I spent most of last week on a workshop in Devon at the studio of Susie Gillespie. I do quite a lot of teaching now and I feel it is really important to be on the other side of that sometimes too. The workshop was all about growing, processing and spinning flax into yarn and then weaving with it. It was a really stimulating workshop in a lovely location and I felt very lucky indeed to have had the opportunity to be there.

There is a lovely vocabulary that goes with this activity: retting, rippling, combing, breaking, scutching…

It is quite an involved business to get this small hand full of fibres ready to spin. I quickly developed a huge respect for peoples of the past whose only way to have cloth was through this series of processes.

I’ve not done any spinning before, although I do have my Granny’s spinning wheel in the cellar. I’m hoping to use it now I’ve had an introduction. The linen yarn I spun was very hairy and more like rough string than beautiful linen thread, but it is a start and I am looking forward to improving my spinning skills.

It was also good to see a little of the surrounding landscape with walks along part of the River Dart and a windy bit of the coast at Man Sands.

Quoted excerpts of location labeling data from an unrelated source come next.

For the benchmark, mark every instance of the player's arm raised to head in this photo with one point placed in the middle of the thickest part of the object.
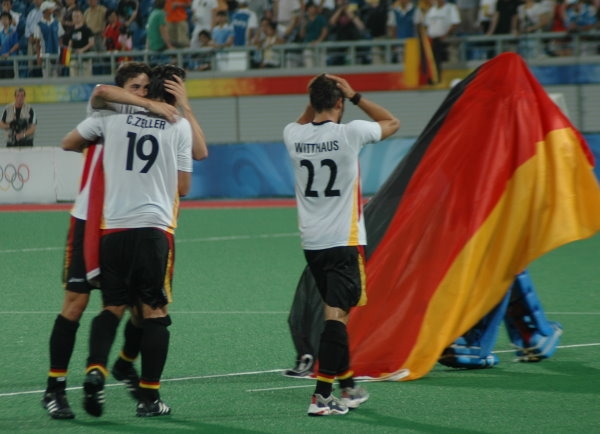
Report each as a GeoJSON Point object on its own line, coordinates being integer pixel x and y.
{"type": "Point", "coordinates": [388, 122]}
{"type": "Point", "coordinates": [105, 94]}
{"type": "Point", "coordinates": [73, 141]}
{"type": "Point", "coordinates": [177, 88]}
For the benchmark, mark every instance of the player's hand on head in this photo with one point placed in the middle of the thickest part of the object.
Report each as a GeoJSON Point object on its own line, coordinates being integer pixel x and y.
{"type": "Point", "coordinates": [176, 88]}
{"type": "Point", "coordinates": [164, 109]}
{"type": "Point", "coordinates": [343, 85]}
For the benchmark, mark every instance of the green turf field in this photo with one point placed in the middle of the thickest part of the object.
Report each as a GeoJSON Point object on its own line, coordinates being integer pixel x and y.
{"type": "Point", "coordinates": [235, 274]}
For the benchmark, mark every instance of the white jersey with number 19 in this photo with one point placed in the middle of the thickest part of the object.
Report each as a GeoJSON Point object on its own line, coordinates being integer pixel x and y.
{"type": "Point", "coordinates": [142, 155]}
{"type": "Point", "coordinates": [327, 180]}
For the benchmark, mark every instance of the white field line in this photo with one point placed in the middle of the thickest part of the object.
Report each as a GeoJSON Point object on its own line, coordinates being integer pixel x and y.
{"type": "Point", "coordinates": [239, 374]}
{"type": "Point", "coordinates": [177, 240]}
{"type": "Point", "coordinates": [232, 312]}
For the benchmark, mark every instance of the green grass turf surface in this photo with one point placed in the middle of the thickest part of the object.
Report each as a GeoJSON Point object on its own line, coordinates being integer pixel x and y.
{"type": "Point", "coordinates": [235, 275]}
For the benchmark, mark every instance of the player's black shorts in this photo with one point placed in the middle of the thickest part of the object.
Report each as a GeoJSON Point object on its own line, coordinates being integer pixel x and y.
{"type": "Point", "coordinates": [137, 265]}
{"type": "Point", "coordinates": [339, 275]}
{"type": "Point", "coordinates": [74, 273]}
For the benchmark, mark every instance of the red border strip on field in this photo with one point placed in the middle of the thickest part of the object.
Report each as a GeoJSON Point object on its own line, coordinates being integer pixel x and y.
{"type": "Point", "coordinates": [185, 204]}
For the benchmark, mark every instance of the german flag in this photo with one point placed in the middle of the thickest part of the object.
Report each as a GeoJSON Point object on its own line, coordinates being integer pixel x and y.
{"type": "Point", "coordinates": [419, 64]}
{"type": "Point", "coordinates": [498, 178]}
{"type": "Point", "coordinates": [65, 56]}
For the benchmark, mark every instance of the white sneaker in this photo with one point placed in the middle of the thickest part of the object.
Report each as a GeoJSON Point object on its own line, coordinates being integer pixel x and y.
{"type": "Point", "coordinates": [320, 406]}
{"type": "Point", "coordinates": [352, 397]}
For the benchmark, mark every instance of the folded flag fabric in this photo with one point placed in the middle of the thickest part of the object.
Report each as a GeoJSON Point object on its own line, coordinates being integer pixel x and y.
{"type": "Point", "coordinates": [498, 177]}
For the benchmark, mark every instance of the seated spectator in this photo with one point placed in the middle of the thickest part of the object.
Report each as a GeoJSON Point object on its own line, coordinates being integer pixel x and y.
{"type": "Point", "coordinates": [47, 36]}
{"type": "Point", "coordinates": [580, 16]}
{"type": "Point", "coordinates": [95, 19]}
{"type": "Point", "coordinates": [177, 22]}
{"type": "Point", "coordinates": [222, 32]}
{"type": "Point", "coordinates": [270, 58]}
{"type": "Point", "coordinates": [81, 41]}
{"type": "Point", "coordinates": [401, 24]}
{"type": "Point", "coordinates": [125, 40]}
{"type": "Point", "coordinates": [244, 23]}
{"type": "Point", "coordinates": [203, 60]}
{"type": "Point", "coordinates": [129, 16]}
{"type": "Point", "coordinates": [112, 31]}
{"type": "Point", "coordinates": [486, 12]}
{"type": "Point", "coordinates": [204, 13]}
{"type": "Point", "coordinates": [313, 30]}
{"type": "Point", "coordinates": [8, 7]}
{"type": "Point", "coordinates": [441, 21]}
{"type": "Point", "coordinates": [503, 20]}
{"type": "Point", "coordinates": [346, 25]}
{"type": "Point", "coordinates": [9, 45]}
{"type": "Point", "coordinates": [157, 35]}
{"type": "Point", "coordinates": [66, 19]}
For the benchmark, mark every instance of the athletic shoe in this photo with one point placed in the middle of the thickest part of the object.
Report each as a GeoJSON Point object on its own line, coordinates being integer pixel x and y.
{"type": "Point", "coordinates": [130, 378]}
{"type": "Point", "coordinates": [57, 405]}
{"type": "Point", "coordinates": [156, 408]}
{"type": "Point", "coordinates": [303, 367]}
{"type": "Point", "coordinates": [93, 393]}
{"type": "Point", "coordinates": [320, 406]}
{"type": "Point", "coordinates": [352, 397]}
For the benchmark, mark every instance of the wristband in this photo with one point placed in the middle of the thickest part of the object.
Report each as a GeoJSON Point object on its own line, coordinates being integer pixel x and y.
{"type": "Point", "coordinates": [356, 98]}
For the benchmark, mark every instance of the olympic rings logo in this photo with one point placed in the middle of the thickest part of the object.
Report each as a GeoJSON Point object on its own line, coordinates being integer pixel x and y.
{"type": "Point", "coordinates": [13, 176]}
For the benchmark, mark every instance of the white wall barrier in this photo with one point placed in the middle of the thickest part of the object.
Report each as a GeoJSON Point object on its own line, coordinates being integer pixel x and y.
{"type": "Point", "coordinates": [39, 175]}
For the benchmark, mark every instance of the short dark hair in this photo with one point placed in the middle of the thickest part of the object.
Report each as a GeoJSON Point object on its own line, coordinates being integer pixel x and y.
{"type": "Point", "coordinates": [130, 70]}
{"type": "Point", "coordinates": [324, 93]}
{"type": "Point", "coordinates": [161, 73]}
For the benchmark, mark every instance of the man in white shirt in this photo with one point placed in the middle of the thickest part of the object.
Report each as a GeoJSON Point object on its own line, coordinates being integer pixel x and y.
{"type": "Point", "coordinates": [324, 155]}
{"type": "Point", "coordinates": [148, 164]}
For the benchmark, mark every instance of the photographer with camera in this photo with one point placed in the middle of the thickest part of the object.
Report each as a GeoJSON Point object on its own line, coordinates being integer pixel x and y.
{"type": "Point", "coordinates": [19, 120]}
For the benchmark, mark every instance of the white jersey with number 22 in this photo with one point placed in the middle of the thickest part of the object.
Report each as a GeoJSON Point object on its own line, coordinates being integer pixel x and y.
{"type": "Point", "coordinates": [327, 180]}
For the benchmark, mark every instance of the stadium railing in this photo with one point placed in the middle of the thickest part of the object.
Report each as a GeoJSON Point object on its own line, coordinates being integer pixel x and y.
{"type": "Point", "coordinates": [549, 47]}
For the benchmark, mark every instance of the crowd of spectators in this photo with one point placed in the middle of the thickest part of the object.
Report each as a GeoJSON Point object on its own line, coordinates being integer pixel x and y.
{"type": "Point", "coordinates": [62, 29]}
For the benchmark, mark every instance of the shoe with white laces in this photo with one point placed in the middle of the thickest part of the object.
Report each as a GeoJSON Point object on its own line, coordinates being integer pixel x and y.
{"type": "Point", "coordinates": [149, 409]}
{"type": "Point", "coordinates": [352, 397]}
{"type": "Point", "coordinates": [320, 406]}
{"type": "Point", "coordinates": [303, 367]}
{"type": "Point", "coordinates": [93, 393]}
{"type": "Point", "coordinates": [57, 405]}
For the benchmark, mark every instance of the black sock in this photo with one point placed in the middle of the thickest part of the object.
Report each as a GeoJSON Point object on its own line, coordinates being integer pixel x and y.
{"type": "Point", "coordinates": [102, 336]}
{"type": "Point", "coordinates": [332, 353]}
{"type": "Point", "coordinates": [131, 346]}
{"type": "Point", "coordinates": [62, 342]}
{"type": "Point", "coordinates": [154, 348]}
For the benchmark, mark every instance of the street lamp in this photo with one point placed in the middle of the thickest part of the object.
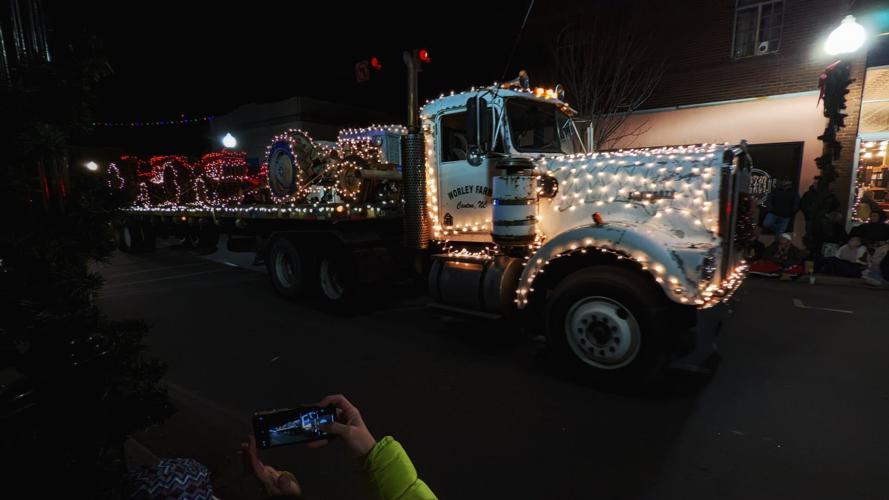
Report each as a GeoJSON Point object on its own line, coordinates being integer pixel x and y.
{"type": "Point", "coordinates": [848, 37]}
{"type": "Point", "coordinates": [229, 140]}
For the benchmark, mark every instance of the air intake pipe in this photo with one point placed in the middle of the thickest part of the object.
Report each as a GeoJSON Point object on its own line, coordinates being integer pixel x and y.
{"type": "Point", "coordinates": [413, 161]}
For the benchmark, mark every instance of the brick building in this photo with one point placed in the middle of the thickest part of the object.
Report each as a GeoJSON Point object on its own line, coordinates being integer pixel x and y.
{"type": "Point", "coordinates": [748, 69]}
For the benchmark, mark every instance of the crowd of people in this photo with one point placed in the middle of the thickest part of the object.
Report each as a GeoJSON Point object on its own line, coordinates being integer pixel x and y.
{"type": "Point", "coordinates": [860, 253]}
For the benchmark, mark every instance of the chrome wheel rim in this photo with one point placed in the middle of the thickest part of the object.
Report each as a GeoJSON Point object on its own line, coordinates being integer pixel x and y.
{"type": "Point", "coordinates": [602, 332]}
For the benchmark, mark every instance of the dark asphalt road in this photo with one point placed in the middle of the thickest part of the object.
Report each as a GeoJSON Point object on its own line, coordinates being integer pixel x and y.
{"type": "Point", "coordinates": [798, 408]}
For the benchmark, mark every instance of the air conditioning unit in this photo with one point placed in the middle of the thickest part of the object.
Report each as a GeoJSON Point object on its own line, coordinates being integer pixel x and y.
{"type": "Point", "coordinates": [763, 48]}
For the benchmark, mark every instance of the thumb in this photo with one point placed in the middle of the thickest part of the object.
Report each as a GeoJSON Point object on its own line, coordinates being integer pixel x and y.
{"type": "Point", "coordinates": [337, 428]}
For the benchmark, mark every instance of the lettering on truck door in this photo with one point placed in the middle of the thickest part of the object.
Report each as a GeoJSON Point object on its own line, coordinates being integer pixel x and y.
{"type": "Point", "coordinates": [464, 190]}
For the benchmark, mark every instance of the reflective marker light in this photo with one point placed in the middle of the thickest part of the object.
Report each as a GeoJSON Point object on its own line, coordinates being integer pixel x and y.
{"type": "Point", "coordinates": [229, 141]}
{"type": "Point", "coordinates": [848, 37]}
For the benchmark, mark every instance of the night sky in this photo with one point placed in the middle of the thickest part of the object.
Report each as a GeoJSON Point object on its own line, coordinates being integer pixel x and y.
{"type": "Point", "coordinates": [173, 58]}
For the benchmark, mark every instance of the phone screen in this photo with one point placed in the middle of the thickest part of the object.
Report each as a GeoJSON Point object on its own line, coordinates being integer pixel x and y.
{"type": "Point", "coordinates": [291, 426]}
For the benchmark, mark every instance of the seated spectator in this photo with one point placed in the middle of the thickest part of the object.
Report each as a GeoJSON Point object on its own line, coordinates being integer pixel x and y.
{"type": "Point", "coordinates": [783, 252]}
{"type": "Point", "coordinates": [873, 230]}
{"type": "Point", "coordinates": [877, 272]}
{"type": "Point", "coordinates": [755, 249]}
{"type": "Point", "coordinates": [849, 261]}
{"type": "Point", "coordinates": [781, 257]}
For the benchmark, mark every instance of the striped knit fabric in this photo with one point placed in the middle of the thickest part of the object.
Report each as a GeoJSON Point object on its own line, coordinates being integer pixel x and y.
{"type": "Point", "coordinates": [172, 478]}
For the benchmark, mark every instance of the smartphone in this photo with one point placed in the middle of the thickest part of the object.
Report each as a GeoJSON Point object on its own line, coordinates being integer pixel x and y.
{"type": "Point", "coordinates": [291, 426]}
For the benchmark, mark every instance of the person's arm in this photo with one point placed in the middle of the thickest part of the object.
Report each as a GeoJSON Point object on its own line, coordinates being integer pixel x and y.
{"type": "Point", "coordinates": [392, 475]}
{"type": "Point", "coordinates": [390, 471]}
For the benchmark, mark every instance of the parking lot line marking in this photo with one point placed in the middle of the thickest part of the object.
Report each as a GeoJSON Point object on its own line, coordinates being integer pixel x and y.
{"type": "Point", "coordinates": [165, 278]}
{"type": "Point", "coordinates": [799, 303]}
{"type": "Point", "coordinates": [157, 268]}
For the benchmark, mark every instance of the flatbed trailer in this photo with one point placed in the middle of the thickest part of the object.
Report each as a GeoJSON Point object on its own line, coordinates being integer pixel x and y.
{"type": "Point", "coordinates": [624, 260]}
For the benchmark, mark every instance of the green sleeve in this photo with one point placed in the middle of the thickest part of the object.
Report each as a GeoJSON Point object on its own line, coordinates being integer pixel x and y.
{"type": "Point", "coordinates": [392, 475]}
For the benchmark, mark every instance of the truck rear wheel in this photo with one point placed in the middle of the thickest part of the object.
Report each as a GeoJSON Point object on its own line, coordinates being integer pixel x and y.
{"type": "Point", "coordinates": [289, 268]}
{"type": "Point", "coordinates": [337, 280]}
{"type": "Point", "coordinates": [604, 324]}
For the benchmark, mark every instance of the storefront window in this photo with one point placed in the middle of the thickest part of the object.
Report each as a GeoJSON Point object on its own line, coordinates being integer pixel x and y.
{"type": "Point", "coordinates": [872, 177]}
{"type": "Point", "coordinates": [872, 180]}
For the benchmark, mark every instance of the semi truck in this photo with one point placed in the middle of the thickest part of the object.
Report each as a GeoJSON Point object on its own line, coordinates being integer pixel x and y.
{"type": "Point", "coordinates": [624, 260]}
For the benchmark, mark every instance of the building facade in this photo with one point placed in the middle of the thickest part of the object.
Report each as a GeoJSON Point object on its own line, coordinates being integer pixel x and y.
{"type": "Point", "coordinates": [750, 70]}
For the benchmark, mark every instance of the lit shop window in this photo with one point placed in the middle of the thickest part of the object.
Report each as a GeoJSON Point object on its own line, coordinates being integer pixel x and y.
{"type": "Point", "coordinates": [757, 27]}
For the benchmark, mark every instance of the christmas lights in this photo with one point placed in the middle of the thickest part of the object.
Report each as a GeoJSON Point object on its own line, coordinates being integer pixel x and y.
{"type": "Point", "coordinates": [182, 120]}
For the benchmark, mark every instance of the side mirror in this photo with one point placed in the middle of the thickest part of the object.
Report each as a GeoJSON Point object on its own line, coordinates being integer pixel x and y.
{"type": "Point", "coordinates": [478, 130]}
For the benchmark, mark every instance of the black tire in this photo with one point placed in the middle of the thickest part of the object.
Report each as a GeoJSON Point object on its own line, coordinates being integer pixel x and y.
{"type": "Point", "coordinates": [620, 337]}
{"type": "Point", "coordinates": [149, 236]}
{"type": "Point", "coordinates": [202, 236]}
{"type": "Point", "coordinates": [208, 236]}
{"type": "Point", "coordinates": [338, 283]}
{"type": "Point", "coordinates": [291, 269]}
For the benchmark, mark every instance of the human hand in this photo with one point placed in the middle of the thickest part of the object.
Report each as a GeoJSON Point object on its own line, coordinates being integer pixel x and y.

We did some natural dyeing, ending up with a lovely colour palette of linen threads to play with and incorporate into our weaving. I was asked to lead a stitching session on one of the days: we used the dyed threads and a host of items we collected on our walks.

I will be teaching with Susie in April and August this year and I’m really looking forward to returning to this lovely pocket of Devon.

16 thoughts on “flax

    • The long fibres are so nice to work with once you get your head around the coordination required for spinning (it felt a bit like learning to drive!)

    • It is quite safe! My cellar is dry and I’m looking forward to getting to know the spinning wheel better…

  1. What a wonderful way to spend a day! As a longtime handspinner I often spin flax to use in my artwork. Spinning flax with wet fingers will produce a smoother yarn/thread. Handspinning is my passion, so lovely to hear someone else discovering it.

  2. love reading this blog post. growing flax, processing, and using it is very satisfying, and your view as student helps me (who is usually teacher these days) to see through your eyes. as an aside, this past winter i made paper from both prepared unspun flax and linen canvas offcuts. flax and linen (cloth) paper are as special as are the textiles.

    • Thanks Velma. Your hand made paper sounds lovely. I’m more often teacher than student these days but I love to be on the other end of it and learning all the time from both ends!

  3. the colors of your linen threads are so lovely. so are your pencil drawings, across the fold. speaking of flax spinning vocab – you probably know this – ‘pop goes the weasel’ refers to a sound made when the spinner has stepped back far enough? I think.